Consumers are producing and exposing a vast amount of data about themselves.
Not exactly a neat picture though, it’s messy all the way through from receiving a stimulus till the point of purchase.
Eventually more marketers in the meeting rooms started asking the question – what is the data telling us?
This is the moment where the true impact of digital can be observed and digital marketing really kicks in.
Facebook’s success as one of the biggest companies in the world is built entirely around the extraction of consumer data.
We gladly offered our information and invested our precious time on it.
Now if I say Facebook knows more about us than our friends and family, it wouldn’t be wrong.
No other platform probably has as much consumer data as Facebook.
They use it to full effect by targeting specific ads at millions of users everyday while offering Facebook Analytics to track consumer behavior on the social network.

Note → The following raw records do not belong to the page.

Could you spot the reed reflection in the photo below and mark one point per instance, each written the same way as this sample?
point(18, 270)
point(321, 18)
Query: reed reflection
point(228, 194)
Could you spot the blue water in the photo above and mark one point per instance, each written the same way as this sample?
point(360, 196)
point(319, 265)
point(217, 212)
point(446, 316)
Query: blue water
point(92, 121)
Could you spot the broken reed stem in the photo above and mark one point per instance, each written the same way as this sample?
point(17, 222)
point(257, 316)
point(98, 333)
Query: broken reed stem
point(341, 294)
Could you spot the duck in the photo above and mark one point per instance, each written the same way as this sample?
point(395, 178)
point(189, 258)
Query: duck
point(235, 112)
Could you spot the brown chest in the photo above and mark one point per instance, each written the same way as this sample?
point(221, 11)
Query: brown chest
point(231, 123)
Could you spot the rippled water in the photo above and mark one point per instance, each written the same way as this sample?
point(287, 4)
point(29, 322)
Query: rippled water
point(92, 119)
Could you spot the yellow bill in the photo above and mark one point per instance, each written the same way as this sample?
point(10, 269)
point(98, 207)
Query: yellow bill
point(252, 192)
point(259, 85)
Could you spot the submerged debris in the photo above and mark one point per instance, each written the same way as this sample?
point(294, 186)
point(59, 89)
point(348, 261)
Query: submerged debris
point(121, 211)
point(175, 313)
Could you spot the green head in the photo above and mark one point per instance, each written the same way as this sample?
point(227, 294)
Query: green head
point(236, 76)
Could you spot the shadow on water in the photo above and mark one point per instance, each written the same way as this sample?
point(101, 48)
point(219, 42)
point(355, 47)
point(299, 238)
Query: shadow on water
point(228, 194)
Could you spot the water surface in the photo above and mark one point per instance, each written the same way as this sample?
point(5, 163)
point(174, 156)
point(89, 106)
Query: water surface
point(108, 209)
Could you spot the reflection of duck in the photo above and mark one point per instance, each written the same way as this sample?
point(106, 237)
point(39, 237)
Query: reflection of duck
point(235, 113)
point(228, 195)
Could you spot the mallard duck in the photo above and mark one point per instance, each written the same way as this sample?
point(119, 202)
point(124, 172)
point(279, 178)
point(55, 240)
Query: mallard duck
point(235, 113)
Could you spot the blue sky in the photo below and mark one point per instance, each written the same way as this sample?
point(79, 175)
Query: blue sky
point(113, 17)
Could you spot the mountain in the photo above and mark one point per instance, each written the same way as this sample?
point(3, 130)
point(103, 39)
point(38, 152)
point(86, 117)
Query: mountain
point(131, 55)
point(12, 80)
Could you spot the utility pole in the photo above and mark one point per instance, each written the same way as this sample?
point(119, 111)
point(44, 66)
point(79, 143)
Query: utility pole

Google is yet another giant.
It’s dominating the internet with tools like Google Adwords, Google Analytics and many more – providing marketers the ability to track behavior online and subsequently targeting consumers throughout their journey.
But operating these tools in an efficient manner requires an analyst(geek) who can collect information from this data and draw some sort of conclusions.
The dominant strategic forces within marketing started sharing the power of decision making with geeks.
Characteristics of a geek:
- A geek is someone who is obsessed with data and excel sheets.
- Someone who regularly seeks and tries to understand patterns in everything related to consumer behavior, business events and marketing programs.
- He knows buls*** when he sees one and calls it for what it is.
This is how the geeks took over a field which was traditionally driven by big creative personalities.